Simultaneously, the Nixon administration was preparing for re-election. It has been customary for an administration to try to keep up the economy for an election year, but in this respect as in others, Mr. Nixon outdid his predeccessors. Using the controls to postpone the impact on prices, he deliberately speeded up the economy - creating, you might say, the economic equivalent of wartime - to induce a temporary burst of prosperity. The following year, as many industries overshot their capacities to produce, all sorts of familiar commodities ran short here and there - gasoline, beef, toilet paper. The controls collapsed and, in 1974 alone, prices rose 12 percent. The economy tipped into a severe recession.

Since then the inflation has been mainly circular, as people try to keep their wages and profits up to prices that keep trotting ahead of them. The Carter administration has probably speeded up the race by running large deficits at a time when the economy is, once again, very close to full capacity. Now, ominously, the country is about to feel the force of another wave of inflation from the international markets. The decline of the dollar's value over the past year is going to mean that all imported goods will cost more, and OPEC is about to raise the price of oil again.

Running through these mistakes and misfortunes, you can trace several persistent errors. Americans have been slow to recognize that the structure of the labor force is changing in ways that raise the normal levels of unemployment. As succesive adminstrations struggled to reduce unemployment to the traditional rates of the past, they were rewarded mainly with more inflation. There has been a consistent tendency to overestimate the speed at which the economy can be made to expand. There has been a similarly consistent tendency to underestimate the rising financial and industrial power of Europe and Japan. If you can speak of a single cause of the long inflation, it is the reluctance of Americans to come to terms with the truth that the long boom of the 1960s is over and that the American domination of the world economy is ending.

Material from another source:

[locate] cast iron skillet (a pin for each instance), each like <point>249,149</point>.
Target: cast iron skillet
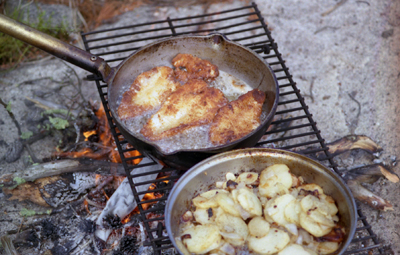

Mr. Carter is now embarked on a strategy for slowing down the inflation and distributing its costs as widely and fairly as possible. It is a high-minded and good-hearted policy, but as a matter of politics it will be a disheartening one to maintain. There are further reverses coming. It is a strategy that can only work slowly, and never completely. But the only alternative - a prolonged and deep recession - would be much more painful and only marginally more effective in stabilizing prices. If inflation continues at the present rate, incidentally, the dollar will fall to half of its present value by 1985.